There's something familiar about her. Not the blonde hair or the delicate features. It's her eyes. Gray-green, distinctive, with a particular tilt at the corners that I've seen before. Recently. Not in Nevada—that's not it. Here in town?
But that doesn't make sense. She's dead. Has been for over two years.
Yet those eyes...
A massive crack from above breaks my concentration. The ceiling beam directly overhead splits, raining burning debris. The front section of the farmhouse suddenly collapses with a roar that shakes the entire structure.
"Shit, shit, SHIT!"
I shove the photo into my shirt with the other items, grabbing the last book from the shrine. It falls open as I pick it up, revealing not pages but a hollowed-out center containing what looks like letters. No time to investigate. I clutch it to my chest and turn to run.

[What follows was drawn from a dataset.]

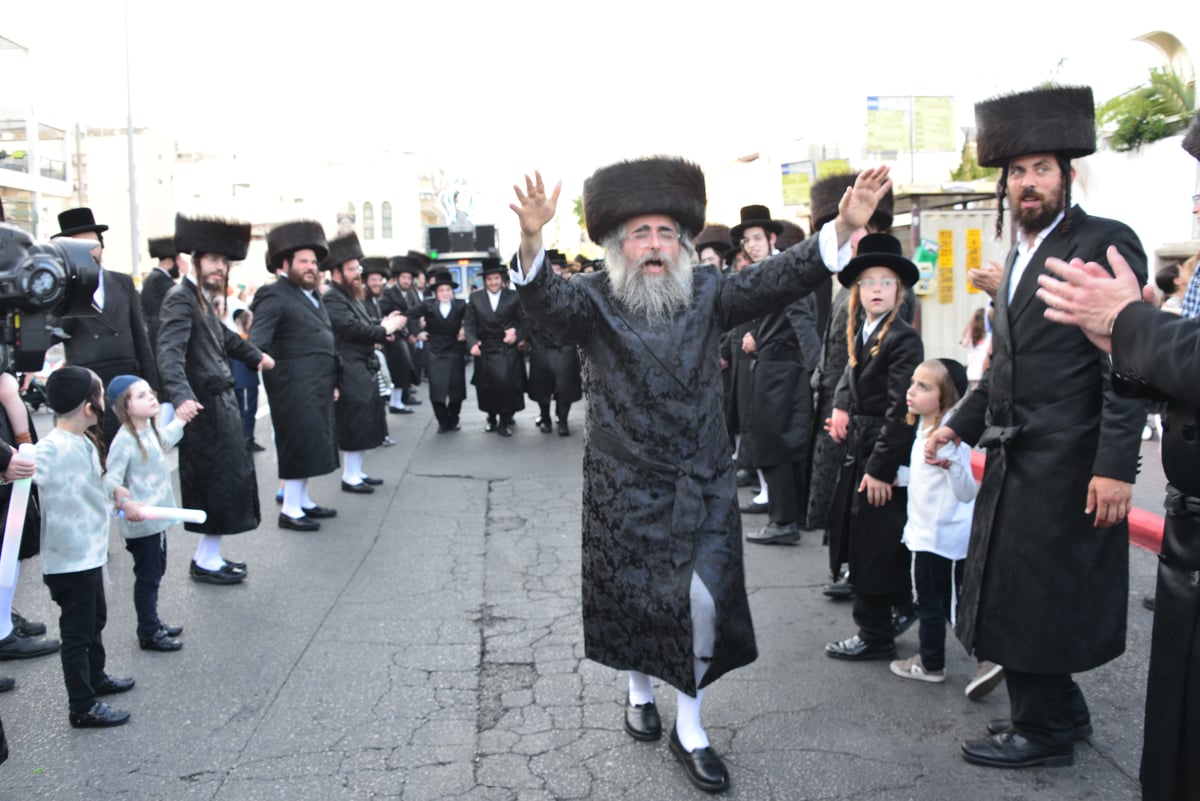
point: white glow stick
(15, 525)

That's when I see it—the blanket on the floor has been disturbed by my frantic movements, revealing the metal hatch Rafe had mentioned. The storm shelter. The hurricane bunker that never saw a hurricane.

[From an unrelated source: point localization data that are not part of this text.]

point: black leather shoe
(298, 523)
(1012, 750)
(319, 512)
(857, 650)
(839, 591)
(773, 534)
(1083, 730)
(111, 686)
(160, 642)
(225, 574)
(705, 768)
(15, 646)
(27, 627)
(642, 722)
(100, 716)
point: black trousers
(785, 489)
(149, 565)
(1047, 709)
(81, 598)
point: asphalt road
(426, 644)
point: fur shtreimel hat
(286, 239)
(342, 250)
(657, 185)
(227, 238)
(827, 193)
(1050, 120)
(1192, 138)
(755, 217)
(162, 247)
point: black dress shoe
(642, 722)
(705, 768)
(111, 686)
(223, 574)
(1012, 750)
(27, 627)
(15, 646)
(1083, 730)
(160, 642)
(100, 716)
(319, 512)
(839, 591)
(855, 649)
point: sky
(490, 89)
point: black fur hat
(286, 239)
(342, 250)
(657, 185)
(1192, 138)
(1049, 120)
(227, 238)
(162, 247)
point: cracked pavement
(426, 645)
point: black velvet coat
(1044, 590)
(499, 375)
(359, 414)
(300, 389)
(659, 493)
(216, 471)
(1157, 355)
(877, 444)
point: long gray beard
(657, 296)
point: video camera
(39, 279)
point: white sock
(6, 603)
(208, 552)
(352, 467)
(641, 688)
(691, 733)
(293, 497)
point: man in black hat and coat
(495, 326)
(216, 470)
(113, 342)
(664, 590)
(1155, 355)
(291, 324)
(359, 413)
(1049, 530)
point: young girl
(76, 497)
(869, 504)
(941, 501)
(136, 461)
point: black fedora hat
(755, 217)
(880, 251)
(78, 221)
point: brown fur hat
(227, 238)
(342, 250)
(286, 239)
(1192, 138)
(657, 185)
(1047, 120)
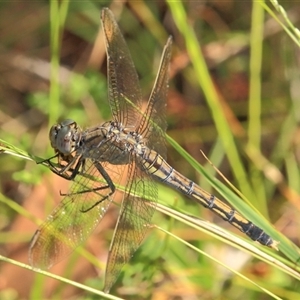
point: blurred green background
(243, 114)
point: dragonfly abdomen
(158, 167)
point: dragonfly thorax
(65, 136)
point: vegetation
(233, 94)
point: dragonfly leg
(109, 182)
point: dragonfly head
(65, 136)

Another beam cracks overhead. The entire back section is about to come down.
I don't think. I just react, yanking the hatch open. It's heavy, rusted from years of disuse, but adrenaline gives me strength I don't actually have. The ladder leading down is barely visible in the smoke and flame-light.
The farmhouse groans its death knell.
I jump.
The drop is longer than expected. Much longer.
My feet miss the ladder entirely, and I'm falling through darkness, the rectangle of fire above me getting smaller.
I have just enough time to think this was a terrible idea before my head connects with something hard—a beam, the ladder, the floor, I'll never know.
Pain explodes through my skull, sharp and then immediately fuzzy as darkness rushes in from all sides.
The last thing I see is the hatch above framing a square of flame and destruction. The last thing I hear is the final collapse of the farmhouse, the roar of it caving in on itself.
Then nothing.
Darkness.
The photo of Sophia with those familiar eyes still clutched against my chest as everything goes black.